La pollution alimentaire s’effectue par toutes sortes de polluants, métaux lourds, produits de synthèse dans les emballages alimentaires (phtalates), additifs et résidus de pesticides, hormones, fumées de la cuisson au barbecue. Ces substances toxiques produisent des effets de type “perturbateurs endocriniens”, qui entraînent hypofertilité et stérilité chez les hommes, cancers, malformations des enfants.

Exposition alimentaire aux métaux lourds

Une étude de l’Anses[1] de 2013 montre que par rapport à l’étude antérieure de 2005[2], l’exposition de la population a augmenté pour le cadmium, l’aluminium, l’antimoine, le nickel, le cobalt. Cette augmentation varie de + 25% (nickel) à + 400% (cadmium)… L’évolution des consommations alimentaires pourrait notamment expliquer ces différences. Pour le cadmium, les résultats soulignent la nécessité de mener des études complémentaires sur la pollution alimentaire pour identifier les raisons des augmentations observées (produits céréaliers notamment). Pour d’autres contaminants (plomb, mercure et arsenic), les résultats montrent une diminution de l’exposition de la population par rapport à 2005. Pour quelques éléments, en particulier l’arsenic inorganique, le cadmium et le plomb, un risque ne peut être écarté pour certains groupes de consommateurs (Tableau 2). Il apparait nécessaire de réduire l’exposition à ces trois éléments, en particulier les contaminations des aliments identifiés comme contributeurs majoritaires :

dans le café, on peut trouver du plomb, de l’arsenic…
  1. plomb : eau, café, boissons rafraîchissantes sans alcool… ;
  2. arsenic inorganique : eau, café, lait… ;
  3. cadmium : pain et produits de panification sèche, pommes de terre[3].
ANSES 2011 Etude de l’alimentation française tome 2 page 10

Les contenants alimentaires

“La structure chimique commune aux composés de la famille des bisphénols leur confère des propriétés œstrogéniques.
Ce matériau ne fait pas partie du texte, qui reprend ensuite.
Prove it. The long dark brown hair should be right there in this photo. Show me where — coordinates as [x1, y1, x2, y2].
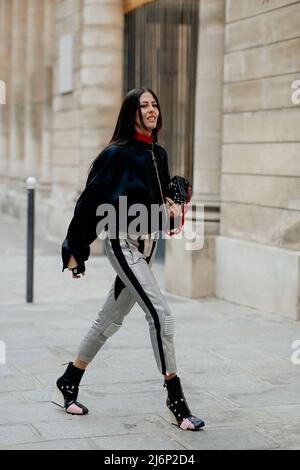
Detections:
[86, 87, 162, 185]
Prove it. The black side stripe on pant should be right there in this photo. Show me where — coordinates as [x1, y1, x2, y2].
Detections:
[114, 240, 156, 300]
[146, 241, 157, 263]
[110, 239, 166, 375]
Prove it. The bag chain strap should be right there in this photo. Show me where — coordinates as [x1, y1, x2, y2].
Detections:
[149, 144, 168, 220]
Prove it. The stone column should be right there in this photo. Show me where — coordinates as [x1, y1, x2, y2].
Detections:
[79, 0, 124, 186]
[9, 0, 27, 176]
[0, 0, 12, 176]
[24, 0, 44, 176]
[48, 0, 124, 238]
[166, 0, 225, 297]
[40, 0, 55, 186]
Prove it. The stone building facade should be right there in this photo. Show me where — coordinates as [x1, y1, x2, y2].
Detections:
[0, 0, 300, 319]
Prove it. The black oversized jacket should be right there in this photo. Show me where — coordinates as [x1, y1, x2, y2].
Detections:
[62, 139, 170, 270]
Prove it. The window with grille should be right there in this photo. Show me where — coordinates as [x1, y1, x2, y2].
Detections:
[124, 0, 199, 180]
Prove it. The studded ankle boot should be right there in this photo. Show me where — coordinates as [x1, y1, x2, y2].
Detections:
[164, 376, 205, 431]
[52, 362, 89, 415]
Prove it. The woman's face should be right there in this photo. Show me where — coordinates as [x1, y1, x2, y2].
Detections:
[135, 91, 159, 135]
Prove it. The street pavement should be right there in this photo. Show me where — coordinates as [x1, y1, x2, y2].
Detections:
[0, 214, 300, 451]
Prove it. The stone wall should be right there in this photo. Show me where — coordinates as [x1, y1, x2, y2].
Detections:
[215, 0, 300, 319]
[221, 0, 300, 250]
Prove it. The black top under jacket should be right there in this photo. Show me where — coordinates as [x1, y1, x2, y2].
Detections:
[62, 139, 170, 271]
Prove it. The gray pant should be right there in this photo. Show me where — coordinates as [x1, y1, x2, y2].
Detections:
[78, 236, 176, 375]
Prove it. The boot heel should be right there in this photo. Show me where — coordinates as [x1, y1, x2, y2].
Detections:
[52, 388, 65, 408]
[169, 410, 178, 426]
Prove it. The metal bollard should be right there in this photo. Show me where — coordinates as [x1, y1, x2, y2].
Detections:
[26, 176, 36, 302]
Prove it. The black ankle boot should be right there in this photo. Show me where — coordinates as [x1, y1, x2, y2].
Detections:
[52, 362, 89, 415]
[164, 376, 205, 431]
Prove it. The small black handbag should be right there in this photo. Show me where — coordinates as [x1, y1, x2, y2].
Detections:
[166, 176, 192, 204]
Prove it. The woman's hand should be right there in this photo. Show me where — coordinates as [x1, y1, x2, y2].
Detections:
[68, 255, 85, 279]
[166, 197, 181, 219]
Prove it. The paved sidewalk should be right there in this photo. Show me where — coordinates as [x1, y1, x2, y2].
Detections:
[0, 214, 300, 450]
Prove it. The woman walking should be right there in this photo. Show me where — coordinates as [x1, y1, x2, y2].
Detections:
[53, 88, 204, 431]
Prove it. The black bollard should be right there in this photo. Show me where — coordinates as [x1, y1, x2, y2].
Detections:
[26, 176, 36, 302]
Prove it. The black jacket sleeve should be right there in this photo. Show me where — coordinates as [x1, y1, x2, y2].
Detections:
[61, 150, 118, 272]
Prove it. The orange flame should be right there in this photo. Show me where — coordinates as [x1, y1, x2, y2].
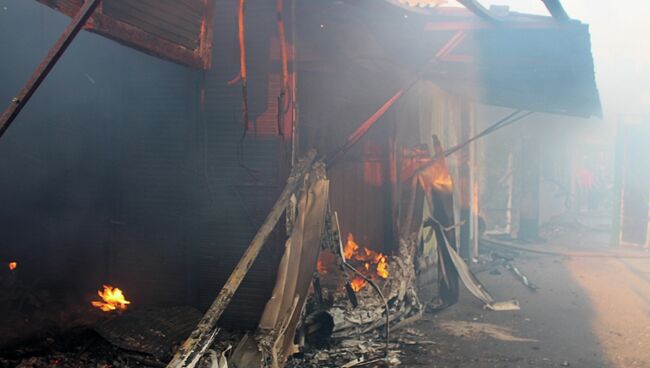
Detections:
[91, 285, 131, 312]
[343, 234, 389, 291]
[350, 277, 366, 293]
[316, 258, 327, 275]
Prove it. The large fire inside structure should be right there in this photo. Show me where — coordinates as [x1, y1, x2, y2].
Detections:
[0, 0, 650, 368]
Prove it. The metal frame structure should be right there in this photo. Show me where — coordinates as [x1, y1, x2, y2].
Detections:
[0, 0, 102, 138]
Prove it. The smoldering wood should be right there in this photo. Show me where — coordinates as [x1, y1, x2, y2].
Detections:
[167, 149, 316, 368]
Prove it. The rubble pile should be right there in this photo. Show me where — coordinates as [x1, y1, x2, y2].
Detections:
[287, 236, 424, 367]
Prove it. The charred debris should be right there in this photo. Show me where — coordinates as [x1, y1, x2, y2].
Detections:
[0, 0, 600, 368]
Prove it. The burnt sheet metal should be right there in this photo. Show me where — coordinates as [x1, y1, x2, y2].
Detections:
[429, 22, 602, 117]
[37, 0, 214, 69]
[94, 307, 201, 360]
[298, 0, 602, 117]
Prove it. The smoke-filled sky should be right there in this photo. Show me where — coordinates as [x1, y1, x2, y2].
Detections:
[470, 0, 650, 123]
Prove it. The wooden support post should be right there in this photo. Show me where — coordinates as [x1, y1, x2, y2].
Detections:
[513, 127, 541, 241]
[458, 102, 472, 262]
[167, 150, 316, 368]
[0, 0, 101, 137]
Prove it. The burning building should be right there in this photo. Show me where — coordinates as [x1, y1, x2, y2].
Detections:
[0, 0, 600, 366]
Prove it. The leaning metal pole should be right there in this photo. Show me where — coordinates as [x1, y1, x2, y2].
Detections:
[167, 149, 316, 368]
[0, 0, 102, 137]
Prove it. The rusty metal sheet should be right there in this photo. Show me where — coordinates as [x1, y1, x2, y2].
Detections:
[37, 0, 214, 69]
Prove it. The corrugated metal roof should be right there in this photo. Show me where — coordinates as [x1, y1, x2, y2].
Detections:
[37, 0, 214, 69]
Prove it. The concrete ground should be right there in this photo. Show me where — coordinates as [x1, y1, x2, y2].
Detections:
[401, 229, 650, 368]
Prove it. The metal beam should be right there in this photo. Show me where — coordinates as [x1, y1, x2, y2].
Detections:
[542, 0, 571, 21]
[0, 0, 101, 137]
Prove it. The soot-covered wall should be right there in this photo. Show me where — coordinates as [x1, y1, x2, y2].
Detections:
[0, 0, 286, 327]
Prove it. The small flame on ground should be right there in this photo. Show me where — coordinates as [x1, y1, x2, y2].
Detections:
[91, 285, 131, 312]
[350, 277, 366, 293]
[343, 234, 389, 291]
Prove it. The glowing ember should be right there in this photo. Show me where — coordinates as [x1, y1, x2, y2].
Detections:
[343, 234, 389, 291]
[91, 285, 131, 312]
[350, 277, 366, 292]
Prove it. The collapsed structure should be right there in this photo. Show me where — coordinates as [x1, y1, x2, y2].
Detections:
[0, 0, 600, 367]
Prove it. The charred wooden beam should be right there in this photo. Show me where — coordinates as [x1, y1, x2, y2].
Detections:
[542, 0, 571, 21]
[0, 0, 101, 137]
[167, 150, 316, 368]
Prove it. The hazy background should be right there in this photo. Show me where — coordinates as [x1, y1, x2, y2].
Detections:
[466, 0, 650, 123]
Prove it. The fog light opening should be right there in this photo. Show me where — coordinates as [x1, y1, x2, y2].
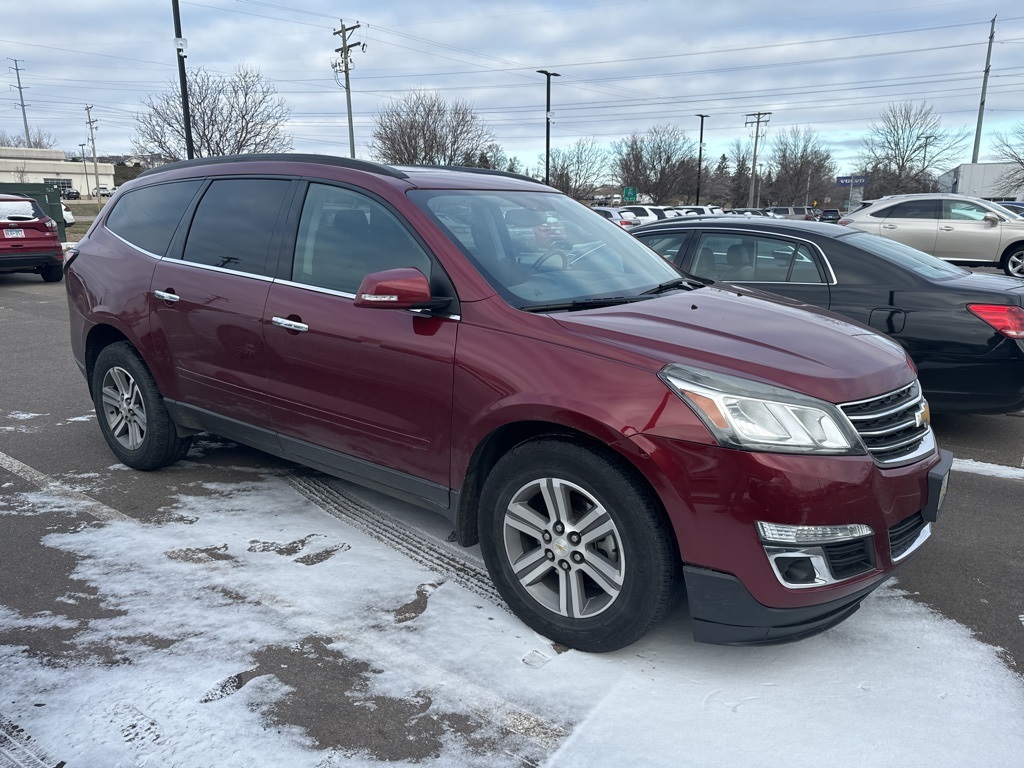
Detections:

Le BPS est un substitut potentiel du BPA qui sert dans la synthèse d’un intermédiaire (polyéthersulfone) qui est, par exemple, utilisé pour la fabrication de biberons et de vaisselle pour enfants.

Les BPB, BPM et le BPAF sont utilisés pour la fabrication industrielle des plastiques. Le BADGE, quant à lui est utilisé pour la synthèse de certaines résines époxydes pouvant être utilisées dans le revêtement intérieur de contenants alimentaires (boîtes de conserve, canettes) »[4]. Or l’Ineris[5]et de nombreux auteurs dénoncent la toxicité de ces bisphenols de substitution dans les contenants alimentaires. L’interdiction de la présence de bisphénol A dans les contenants alimentaires en France depuis janvier 2015 a entrainé la substitution de ce BPA par des bisphénols F et S, également inquiétants pour la santé humaine.

attention aux phtalates des emballages plastiques

Les phtalates des emballages plastiques migrent vers les aliments en contact, notamment à l’occasion du chauffage, et sont responsables de pollution alimentaire d’autant plus que les aliments sont gras. « L’imprégnation par les phtalates augmente avec la consommation d’aliments riches en matières grasses susceptibles d’être en contact avec des matériaux contenant des phtalates (crème fraîche, glaces, entremets, etc[6].

Les aliments transformés

Les additifs conservateurs E214 à E219, sont des parabènes ; l’antioxydant E320, déclaré cancérigène par le CIRC (Centre International de Recherche contre le Cancer), sont présents dans les aliments transformés industriels.

Une enquête réalisée en 2016 par “Générations Futures”[7] a révélé la présence de résidus de pesticides dans les céréales muesli (non bio) commercialisées en France. De façon identique à ce qui avait été conclu dans le cadre de l’expertise de l’Anses de 2011, il apparaît que la non-consommation d’aliments conditionnés en conserve (scénario dit « 0% conserve ») réduit de moitié les expositions quelle que soit la population considérée[8]. On peut limiter la pollution alimentaire en privilégiant les produits frais.

Les aliments

On retrouve dans l’organisme de certains consommateurs de cerises un taux d’insecticide, le diméthoate, au-dessus de la valeur toxicologique de référence (VTR)[9], qui définit un niveau de risque pour la santé humaine ; ce pesticide est autorisé pour le traitement des vignes, cultures fruitières et légumières[10]. L’interdiction du Bisphénol A dans tout conditionnement à vocation alimentaire en 2015 a permis d’obtenir une division par 3 de l’exposition des adultes, enfants et femmes enceintes à cette substance lors de la consommation de viande. « Néanmoins, malgré cette tendance à la baisse des contaminations, des dépassements des repères toxicologiques sont observés pour la population des femmes enceintes. Le risque pour cette population ne peut donc pas être écarté »[11].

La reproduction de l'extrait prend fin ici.